Derk pulled downward hard on Filbert’s bit. “Shut up. I can only repeat that I’m sorry, wizard. And I don’t think there’s been any disruption—”
“What do you know about it?” Wermacht interrupted. “I don’t know who you are, but I can see from the look of you that you haven’t a clue about the dignity of education. Just go. Take your monster and go, before I start using magic.” He shot an unloving look at Elda. “We’ve one monster too many here already!”
At this Derk’s shoulders humped and his head bowed in a way Elda knew meant trouble.
But here Corkoran came flying across the courtyard from the Spellman Building with his palm tree tie streaming over his left shoulder. One of his senior students had seen trouble brewing from the refectory windows and sent him a warn-spell. “Oh, Wizard Derk,” Corkoran panted cordially. “I am so very pleased to meet you again. You may not remember me. Corkoran. We met during the last tour.” He held out a hand that quivered with his hurry.
Wermacht’s reaction would have been comic if, as Olga said, it had not been so disgusting. He bowed and more or less wrung his hands with servile welcome. “Wizard Derk!” he said. “The famous Wizard Derk, doing us the honor to come here! Corkoran, we were just discussing, Wizard Derk and I—”
Derk shook hands with Corkoran. “Thank you for intervening,” he said. “I remember you had the tour after Finn’s. I was just leaving, I’m afraid. I had been thinking of discussing a donation with you—though my funds are always rather tied up in pigs and oranges and things—but as things turn out, I don’t feel like it today. Perhaps later. Unless, of course,” he added, putting his foot into Filbert’s stirrup, ready to mount, “my daughter has any further reason to complain of being treated as a monster. In that case I shall remove her at once.”
He swung himself into the saddle. Filbert’s great wings spread and clapped. Wermacht ducked as horse and rider plunged up into the air, leaving Corkoran staring upward in consternation.

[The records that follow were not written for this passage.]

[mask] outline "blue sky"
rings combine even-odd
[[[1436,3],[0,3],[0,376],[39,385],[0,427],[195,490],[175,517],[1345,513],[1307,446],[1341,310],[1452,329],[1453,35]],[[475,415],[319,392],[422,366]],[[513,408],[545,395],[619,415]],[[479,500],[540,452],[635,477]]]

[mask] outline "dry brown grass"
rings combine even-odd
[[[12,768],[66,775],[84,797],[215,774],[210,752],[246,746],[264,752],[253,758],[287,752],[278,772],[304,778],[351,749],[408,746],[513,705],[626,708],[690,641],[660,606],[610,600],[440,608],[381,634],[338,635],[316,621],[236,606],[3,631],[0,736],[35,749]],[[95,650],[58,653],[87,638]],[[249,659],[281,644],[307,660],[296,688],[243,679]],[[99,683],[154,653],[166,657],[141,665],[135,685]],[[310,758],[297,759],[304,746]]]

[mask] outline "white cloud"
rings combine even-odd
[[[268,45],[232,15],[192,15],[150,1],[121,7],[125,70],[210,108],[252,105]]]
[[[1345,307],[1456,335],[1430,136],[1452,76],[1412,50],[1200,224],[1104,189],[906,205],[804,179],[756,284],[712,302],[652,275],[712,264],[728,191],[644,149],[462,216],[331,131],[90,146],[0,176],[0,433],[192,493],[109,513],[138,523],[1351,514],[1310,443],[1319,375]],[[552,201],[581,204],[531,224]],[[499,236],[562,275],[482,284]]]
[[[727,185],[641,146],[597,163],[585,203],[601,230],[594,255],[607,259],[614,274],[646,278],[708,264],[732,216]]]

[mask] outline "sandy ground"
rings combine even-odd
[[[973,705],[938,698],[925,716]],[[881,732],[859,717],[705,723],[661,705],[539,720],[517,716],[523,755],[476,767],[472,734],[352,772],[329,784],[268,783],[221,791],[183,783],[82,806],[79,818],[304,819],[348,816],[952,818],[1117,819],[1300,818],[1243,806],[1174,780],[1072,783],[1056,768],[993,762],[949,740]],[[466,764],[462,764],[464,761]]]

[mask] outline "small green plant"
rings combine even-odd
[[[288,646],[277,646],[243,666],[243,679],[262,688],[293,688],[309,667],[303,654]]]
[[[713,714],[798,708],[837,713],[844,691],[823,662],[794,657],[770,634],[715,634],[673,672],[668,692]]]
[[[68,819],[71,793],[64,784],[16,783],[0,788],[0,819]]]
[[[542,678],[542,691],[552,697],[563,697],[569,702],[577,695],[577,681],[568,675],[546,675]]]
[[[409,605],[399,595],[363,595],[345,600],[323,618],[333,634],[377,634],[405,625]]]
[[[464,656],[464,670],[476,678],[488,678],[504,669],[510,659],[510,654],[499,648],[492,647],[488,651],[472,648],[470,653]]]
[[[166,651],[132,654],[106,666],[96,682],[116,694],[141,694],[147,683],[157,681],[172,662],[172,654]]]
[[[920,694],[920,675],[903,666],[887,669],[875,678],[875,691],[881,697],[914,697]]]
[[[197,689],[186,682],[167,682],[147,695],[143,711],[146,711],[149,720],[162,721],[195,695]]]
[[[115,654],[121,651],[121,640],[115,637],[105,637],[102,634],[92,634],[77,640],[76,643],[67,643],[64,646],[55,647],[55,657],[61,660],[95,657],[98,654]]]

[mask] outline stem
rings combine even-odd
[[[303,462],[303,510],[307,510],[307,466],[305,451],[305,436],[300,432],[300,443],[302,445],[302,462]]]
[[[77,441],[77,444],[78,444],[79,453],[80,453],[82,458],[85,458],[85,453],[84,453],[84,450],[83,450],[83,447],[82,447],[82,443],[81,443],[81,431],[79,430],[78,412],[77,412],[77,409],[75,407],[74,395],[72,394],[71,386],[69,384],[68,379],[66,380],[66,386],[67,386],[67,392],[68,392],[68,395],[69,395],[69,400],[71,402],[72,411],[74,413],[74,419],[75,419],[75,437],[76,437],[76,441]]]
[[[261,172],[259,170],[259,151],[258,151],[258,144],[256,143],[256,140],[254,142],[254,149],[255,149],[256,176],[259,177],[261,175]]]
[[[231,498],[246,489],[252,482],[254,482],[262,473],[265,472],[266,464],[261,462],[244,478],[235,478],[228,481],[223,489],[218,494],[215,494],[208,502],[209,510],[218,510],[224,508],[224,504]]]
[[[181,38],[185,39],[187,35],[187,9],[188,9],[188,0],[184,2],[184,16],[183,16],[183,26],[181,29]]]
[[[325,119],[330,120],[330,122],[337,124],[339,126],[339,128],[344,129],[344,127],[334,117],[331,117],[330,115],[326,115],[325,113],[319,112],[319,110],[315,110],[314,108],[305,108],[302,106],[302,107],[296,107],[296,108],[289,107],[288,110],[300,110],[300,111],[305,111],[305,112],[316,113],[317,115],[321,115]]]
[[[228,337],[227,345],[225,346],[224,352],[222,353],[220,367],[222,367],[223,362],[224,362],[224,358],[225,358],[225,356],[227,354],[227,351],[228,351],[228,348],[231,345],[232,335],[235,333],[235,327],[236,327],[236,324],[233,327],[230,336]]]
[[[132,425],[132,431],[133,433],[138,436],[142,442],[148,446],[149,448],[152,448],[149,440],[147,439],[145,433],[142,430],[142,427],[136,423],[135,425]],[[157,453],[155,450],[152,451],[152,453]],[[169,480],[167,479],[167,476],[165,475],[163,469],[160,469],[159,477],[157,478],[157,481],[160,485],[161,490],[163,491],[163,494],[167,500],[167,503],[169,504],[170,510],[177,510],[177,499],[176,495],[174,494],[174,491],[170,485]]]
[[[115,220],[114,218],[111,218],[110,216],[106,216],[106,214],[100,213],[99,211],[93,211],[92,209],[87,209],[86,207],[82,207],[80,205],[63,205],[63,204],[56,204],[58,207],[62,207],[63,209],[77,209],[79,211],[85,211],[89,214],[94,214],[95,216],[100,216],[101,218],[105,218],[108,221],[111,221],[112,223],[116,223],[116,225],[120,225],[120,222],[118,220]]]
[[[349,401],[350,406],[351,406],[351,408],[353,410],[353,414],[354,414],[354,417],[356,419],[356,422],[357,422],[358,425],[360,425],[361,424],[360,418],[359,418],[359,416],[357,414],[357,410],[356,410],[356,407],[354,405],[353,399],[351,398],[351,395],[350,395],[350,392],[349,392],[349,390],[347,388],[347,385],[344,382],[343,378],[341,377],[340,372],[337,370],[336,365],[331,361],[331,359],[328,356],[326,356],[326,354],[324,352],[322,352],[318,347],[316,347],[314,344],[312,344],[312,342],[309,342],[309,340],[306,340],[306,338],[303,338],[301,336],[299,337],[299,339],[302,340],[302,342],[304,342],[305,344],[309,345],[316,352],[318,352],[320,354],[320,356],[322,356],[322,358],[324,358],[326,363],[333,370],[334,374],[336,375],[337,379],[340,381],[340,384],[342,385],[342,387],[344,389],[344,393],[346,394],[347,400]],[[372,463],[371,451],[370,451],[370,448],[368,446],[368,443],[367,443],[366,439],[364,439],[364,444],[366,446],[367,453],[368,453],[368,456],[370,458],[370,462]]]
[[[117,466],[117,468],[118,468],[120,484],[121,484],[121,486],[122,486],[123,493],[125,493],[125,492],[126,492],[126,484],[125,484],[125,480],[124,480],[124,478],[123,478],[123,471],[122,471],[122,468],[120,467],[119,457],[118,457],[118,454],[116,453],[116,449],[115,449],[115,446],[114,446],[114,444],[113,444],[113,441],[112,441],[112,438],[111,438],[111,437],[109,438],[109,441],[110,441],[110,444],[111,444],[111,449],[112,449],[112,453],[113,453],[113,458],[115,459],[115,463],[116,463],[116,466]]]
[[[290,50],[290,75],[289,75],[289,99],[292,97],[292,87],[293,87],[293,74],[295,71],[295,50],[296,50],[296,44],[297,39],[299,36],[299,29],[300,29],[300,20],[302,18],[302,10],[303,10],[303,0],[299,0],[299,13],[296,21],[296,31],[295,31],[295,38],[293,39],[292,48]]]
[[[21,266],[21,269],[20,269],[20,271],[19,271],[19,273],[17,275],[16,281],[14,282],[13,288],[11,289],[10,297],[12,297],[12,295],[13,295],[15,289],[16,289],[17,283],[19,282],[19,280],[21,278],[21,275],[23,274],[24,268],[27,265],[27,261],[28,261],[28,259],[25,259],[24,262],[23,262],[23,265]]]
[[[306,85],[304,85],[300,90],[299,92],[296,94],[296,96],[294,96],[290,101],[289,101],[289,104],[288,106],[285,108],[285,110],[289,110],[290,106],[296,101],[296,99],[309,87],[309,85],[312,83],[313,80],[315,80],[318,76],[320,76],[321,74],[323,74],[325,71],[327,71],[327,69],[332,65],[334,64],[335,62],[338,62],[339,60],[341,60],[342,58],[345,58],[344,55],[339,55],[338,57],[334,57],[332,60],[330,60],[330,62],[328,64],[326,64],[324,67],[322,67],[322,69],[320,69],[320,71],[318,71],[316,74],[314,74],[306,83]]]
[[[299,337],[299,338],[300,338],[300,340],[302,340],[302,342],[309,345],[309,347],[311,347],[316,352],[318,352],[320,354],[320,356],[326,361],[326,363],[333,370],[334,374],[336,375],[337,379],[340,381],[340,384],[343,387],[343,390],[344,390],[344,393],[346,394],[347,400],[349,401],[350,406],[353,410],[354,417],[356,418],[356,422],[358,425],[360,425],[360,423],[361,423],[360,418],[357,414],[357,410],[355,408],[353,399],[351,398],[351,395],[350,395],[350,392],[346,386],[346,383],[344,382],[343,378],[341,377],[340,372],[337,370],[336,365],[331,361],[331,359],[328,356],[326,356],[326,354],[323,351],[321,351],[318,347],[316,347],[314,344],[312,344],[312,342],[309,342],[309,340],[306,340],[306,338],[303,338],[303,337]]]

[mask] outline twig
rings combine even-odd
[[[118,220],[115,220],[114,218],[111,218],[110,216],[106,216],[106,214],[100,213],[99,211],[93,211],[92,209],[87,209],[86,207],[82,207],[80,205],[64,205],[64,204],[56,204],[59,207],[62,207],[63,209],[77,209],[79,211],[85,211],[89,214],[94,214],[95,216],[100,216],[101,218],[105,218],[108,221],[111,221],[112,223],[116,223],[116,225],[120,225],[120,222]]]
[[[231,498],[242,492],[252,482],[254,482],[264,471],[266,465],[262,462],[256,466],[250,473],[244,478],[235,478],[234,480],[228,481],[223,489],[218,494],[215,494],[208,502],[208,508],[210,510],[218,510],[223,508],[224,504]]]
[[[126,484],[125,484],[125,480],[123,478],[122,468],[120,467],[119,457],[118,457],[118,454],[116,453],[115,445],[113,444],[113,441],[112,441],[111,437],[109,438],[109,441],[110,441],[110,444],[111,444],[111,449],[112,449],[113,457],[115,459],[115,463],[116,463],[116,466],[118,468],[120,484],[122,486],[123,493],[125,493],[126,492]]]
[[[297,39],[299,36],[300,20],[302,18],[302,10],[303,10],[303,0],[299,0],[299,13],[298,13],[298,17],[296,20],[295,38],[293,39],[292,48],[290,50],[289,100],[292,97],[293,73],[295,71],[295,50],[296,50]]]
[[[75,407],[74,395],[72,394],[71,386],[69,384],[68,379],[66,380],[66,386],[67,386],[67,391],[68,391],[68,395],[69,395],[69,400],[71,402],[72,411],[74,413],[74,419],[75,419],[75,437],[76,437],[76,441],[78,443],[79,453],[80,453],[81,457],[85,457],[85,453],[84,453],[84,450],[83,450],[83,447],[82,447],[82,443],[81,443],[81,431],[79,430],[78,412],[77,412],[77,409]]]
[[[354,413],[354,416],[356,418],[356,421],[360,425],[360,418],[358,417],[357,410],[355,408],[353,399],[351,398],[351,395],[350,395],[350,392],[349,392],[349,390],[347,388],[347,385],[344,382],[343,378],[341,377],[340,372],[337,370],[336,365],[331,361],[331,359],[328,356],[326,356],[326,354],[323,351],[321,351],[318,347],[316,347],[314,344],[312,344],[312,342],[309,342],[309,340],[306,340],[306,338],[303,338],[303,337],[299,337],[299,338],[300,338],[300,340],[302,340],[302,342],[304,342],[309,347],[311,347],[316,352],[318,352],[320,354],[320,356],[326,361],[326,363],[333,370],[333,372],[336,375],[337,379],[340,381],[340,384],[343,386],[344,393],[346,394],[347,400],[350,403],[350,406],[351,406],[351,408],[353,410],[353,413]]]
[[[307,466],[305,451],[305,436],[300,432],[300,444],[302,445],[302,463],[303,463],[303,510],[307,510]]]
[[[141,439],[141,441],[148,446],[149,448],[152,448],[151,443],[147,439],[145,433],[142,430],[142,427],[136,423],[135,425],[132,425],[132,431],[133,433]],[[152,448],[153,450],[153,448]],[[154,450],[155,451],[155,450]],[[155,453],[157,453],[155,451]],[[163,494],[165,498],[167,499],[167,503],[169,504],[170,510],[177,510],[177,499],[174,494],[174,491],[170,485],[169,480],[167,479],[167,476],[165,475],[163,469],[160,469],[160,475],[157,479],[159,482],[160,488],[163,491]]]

“Wermacht,” Corkoran said with his teeth clenched, and too quietly, he hoped, for the students around the statue to hear. “Wermacht, you have just lost us at least a thousand gold pieces. I don’t know how you did it, but if you do anything like that again, you lose your job. Is that clear?”
THREE
GRIFFINS’ EARS ARE exceptionally keen. Elda’s had picked up what Corkoran said to Wermacht. Ruskin had heard, too. His large, hair-filled ears had evolved to guide dwarfs underground in pitch dark by picking up the movement of air in differently shaped spaces, and they were as keen as Elda’s. He and Elda told the others.
“How marvelous!” Olga stretched like a great blond cat. “Then we can get Wermacht sacked anytime we need to.”
“But is that marvelous?” Elda asked, worried. “I think I ought to stand on my own four feet—I think we all ought to—and deal with Wermacht ourselves.”
This struck the others as being far too scrupulous. They attempted to talk Elda out of it. But by the time they had carried the hamper of oranges and the half-empty hamper of lunch to Elda’s concert hall, their attention was on Felim instead. Something was wrong with him. He quivered all over. His face was gray, with a shine of sweat on it, and he had stopped speaking to anyone.
Elda picked him up a
nd dumped him on the concert platform, which now served as her bed. “What’s the matter? Are you ill?”
“Something in the hamper disagreed with him,” Ruskin suggested. “Those prawn slices. They’re still making me burp.”
Felim shook his wan face. “No. Nothing like that.” His teeth started to chatter, and he bit them closed again.
“Then tell us,” coaxed Claudia. “Maybe we can help.”
“It does quite often help to tell someone,” Lukin said. “When I’ve had a really bad row with my father, I nearly always tell my sister Isodel, and you can’t believe how much better that makes me feel.”